Military pensions and health care for active and retired troops now cost the government about $100 billion a year, representing an expanding portion of both the Pentagon budget — about $700 billion a year, including war costs — and the national debt, which together finance the programs.
And if Congress fails to adopt the deficit-reduction recommendations of a bipartisan joint Congressional committee this fall, the Defense Department will be required under debt ceiling legislation passed in August to find about $900 billion in savings over the coming decade. Cuts that deep will almost certainly entail reducing personnel benefits for active and retired troops, Pentagon officials and analysts say.
“We’ve got to put everything on the table,” Defense Secretary Leon E. Panetta said recently on PBS, acknowledging that he was looking at proposals to rein in pension costs.

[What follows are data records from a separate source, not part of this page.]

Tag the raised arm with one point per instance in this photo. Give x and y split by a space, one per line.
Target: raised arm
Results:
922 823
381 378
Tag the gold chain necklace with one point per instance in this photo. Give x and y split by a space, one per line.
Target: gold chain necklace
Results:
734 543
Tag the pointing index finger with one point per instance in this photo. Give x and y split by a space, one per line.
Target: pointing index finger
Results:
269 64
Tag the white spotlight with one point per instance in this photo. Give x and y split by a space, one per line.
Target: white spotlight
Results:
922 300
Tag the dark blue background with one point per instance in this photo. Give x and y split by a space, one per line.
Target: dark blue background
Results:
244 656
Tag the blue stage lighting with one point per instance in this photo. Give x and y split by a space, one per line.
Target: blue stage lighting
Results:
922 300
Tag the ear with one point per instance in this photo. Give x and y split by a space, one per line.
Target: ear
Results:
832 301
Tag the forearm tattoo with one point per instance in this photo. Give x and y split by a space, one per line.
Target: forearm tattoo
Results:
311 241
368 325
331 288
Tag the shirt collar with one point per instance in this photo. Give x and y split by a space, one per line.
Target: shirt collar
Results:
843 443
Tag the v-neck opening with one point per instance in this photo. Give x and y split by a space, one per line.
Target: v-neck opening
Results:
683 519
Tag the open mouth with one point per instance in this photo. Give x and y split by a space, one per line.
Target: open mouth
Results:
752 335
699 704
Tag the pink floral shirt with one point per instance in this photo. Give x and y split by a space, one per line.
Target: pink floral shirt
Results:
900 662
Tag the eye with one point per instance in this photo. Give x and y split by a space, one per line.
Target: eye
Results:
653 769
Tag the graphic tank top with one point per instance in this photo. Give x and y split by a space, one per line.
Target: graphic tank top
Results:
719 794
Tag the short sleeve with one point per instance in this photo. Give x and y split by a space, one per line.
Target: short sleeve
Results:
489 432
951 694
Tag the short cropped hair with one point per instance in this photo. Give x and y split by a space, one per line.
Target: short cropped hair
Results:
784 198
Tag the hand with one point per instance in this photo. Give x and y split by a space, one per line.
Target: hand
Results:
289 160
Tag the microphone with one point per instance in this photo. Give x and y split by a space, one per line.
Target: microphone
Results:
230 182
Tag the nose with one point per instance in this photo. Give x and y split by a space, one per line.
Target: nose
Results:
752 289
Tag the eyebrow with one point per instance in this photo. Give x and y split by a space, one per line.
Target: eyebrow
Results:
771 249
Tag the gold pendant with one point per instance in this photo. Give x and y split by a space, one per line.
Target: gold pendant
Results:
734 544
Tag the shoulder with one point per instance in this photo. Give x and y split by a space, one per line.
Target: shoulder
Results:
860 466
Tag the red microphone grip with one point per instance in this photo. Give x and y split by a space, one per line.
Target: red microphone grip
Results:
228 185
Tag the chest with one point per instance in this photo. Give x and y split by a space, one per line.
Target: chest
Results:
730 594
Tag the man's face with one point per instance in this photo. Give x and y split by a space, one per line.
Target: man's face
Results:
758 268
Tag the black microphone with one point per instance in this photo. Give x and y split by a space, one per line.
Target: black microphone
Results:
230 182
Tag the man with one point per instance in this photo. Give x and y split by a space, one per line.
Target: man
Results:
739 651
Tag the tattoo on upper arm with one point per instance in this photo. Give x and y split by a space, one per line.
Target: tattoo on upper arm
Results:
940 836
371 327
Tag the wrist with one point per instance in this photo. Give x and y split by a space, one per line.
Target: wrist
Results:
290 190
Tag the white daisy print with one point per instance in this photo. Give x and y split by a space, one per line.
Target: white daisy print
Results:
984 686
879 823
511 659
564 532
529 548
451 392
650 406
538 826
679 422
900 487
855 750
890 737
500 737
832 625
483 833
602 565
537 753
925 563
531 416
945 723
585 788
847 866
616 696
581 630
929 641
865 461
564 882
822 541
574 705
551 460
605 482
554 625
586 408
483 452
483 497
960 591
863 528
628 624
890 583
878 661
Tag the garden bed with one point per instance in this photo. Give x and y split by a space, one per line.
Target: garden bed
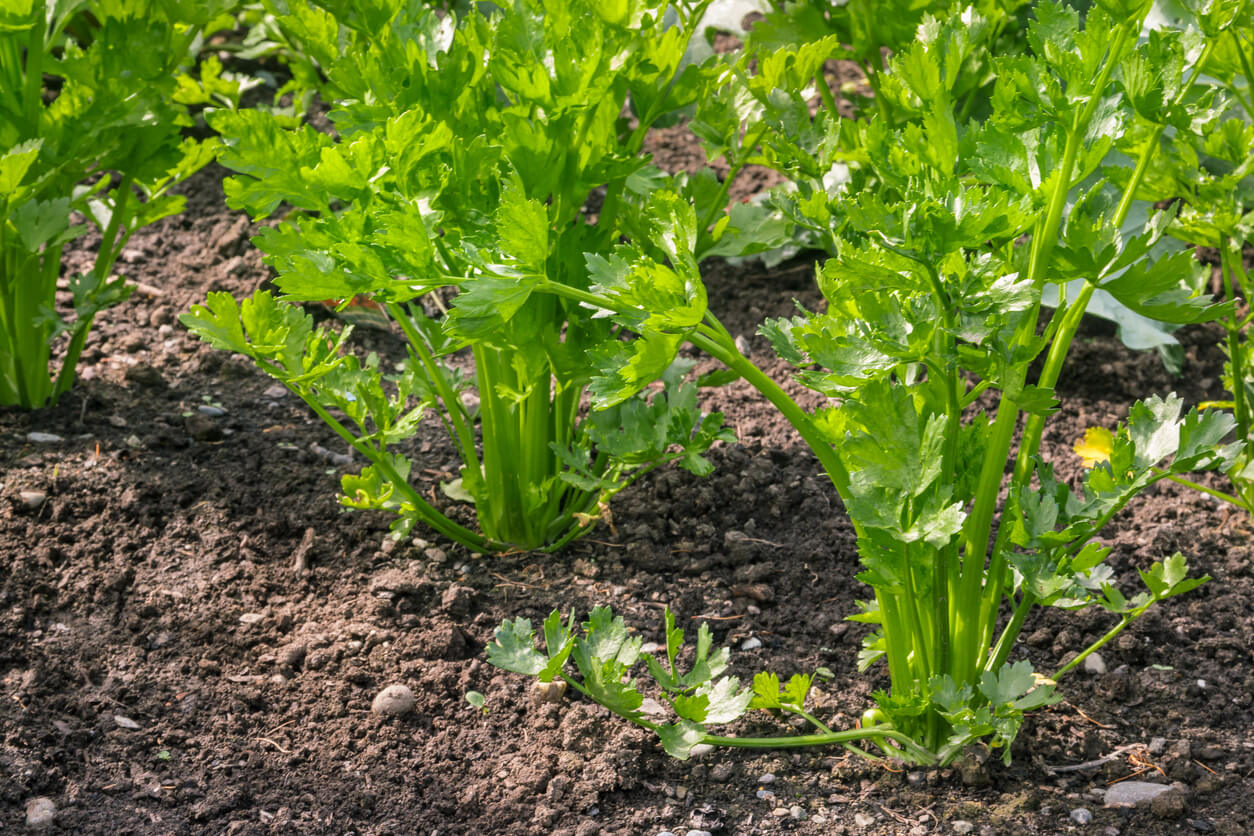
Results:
193 632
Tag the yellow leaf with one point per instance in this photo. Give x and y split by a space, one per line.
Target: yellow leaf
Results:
1095 446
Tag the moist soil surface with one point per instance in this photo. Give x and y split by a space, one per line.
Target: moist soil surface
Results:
192 631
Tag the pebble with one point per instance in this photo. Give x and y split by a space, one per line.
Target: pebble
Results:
40 812
33 499
202 428
1134 794
394 701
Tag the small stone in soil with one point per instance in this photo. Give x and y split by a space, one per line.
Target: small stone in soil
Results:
33 499
1134 794
40 812
202 428
394 701
1094 663
548 692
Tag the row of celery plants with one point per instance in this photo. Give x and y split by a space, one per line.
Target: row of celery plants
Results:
946 236
463 154
89 128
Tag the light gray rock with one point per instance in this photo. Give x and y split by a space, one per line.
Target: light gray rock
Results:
1095 664
33 499
394 701
40 814
1134 794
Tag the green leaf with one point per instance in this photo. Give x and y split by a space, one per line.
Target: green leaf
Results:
679 738
513 648
522 226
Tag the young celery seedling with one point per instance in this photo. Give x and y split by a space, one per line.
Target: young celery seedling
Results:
932 303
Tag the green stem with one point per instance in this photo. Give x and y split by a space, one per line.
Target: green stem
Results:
429 513
1235 356
829 100
875 733
720 202
1204 489
453 406
1096 646
33 98
1045 238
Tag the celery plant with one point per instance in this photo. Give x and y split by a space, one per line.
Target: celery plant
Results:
934 298
1217 202
87 125
464 154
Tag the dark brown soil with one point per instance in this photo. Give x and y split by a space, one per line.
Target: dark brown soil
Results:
192 631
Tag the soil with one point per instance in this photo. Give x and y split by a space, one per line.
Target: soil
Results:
192 631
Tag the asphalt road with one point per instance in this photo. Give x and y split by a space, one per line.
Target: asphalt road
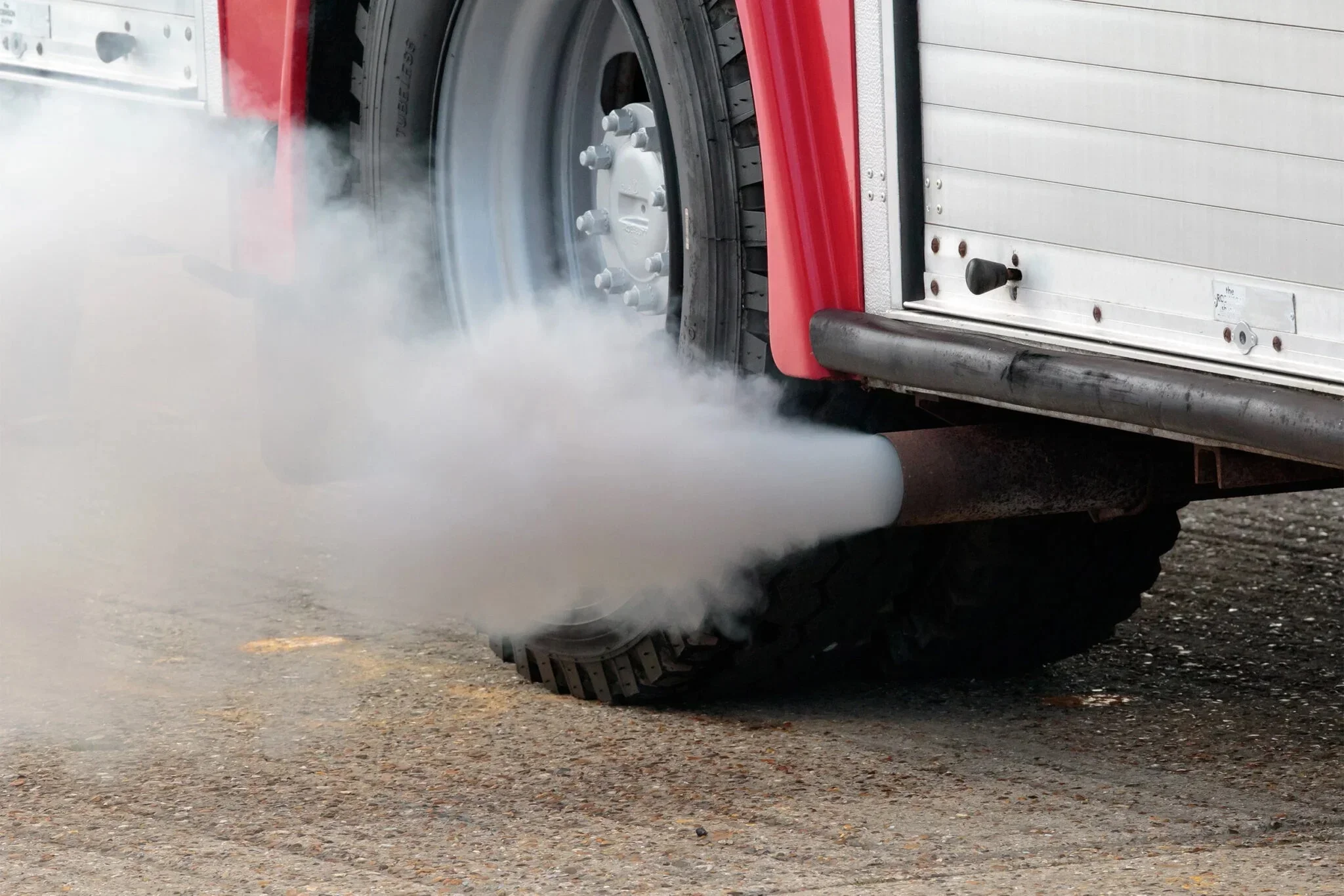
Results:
1196 752
156 739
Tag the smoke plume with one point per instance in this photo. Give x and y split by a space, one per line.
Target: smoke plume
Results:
559 456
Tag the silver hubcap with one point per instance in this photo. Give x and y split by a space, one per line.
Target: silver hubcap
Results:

Under the current rules, service members who retire after 20 years are eligible for pensions that pay half their salaries for life, indexed for inflation, even if they leave at age 38. They are also eligible for lifetime health insurance through the military’s system, Tricare, at a small fraction of the cost of private insurance, prompting many working veterans to shun employer health plans in favor of military insurance.
NOTE: The bipartisan joint Congressional committee must make their recommendations by 23 November 2011 as to what steps that need to be taken, under the debt ceiling legislation passed in August, to find about $900 billion in savings over the coming decade. This amount is in addition to any additional cuts, that the President may ask them to take, in support of his "American Jobs Plan.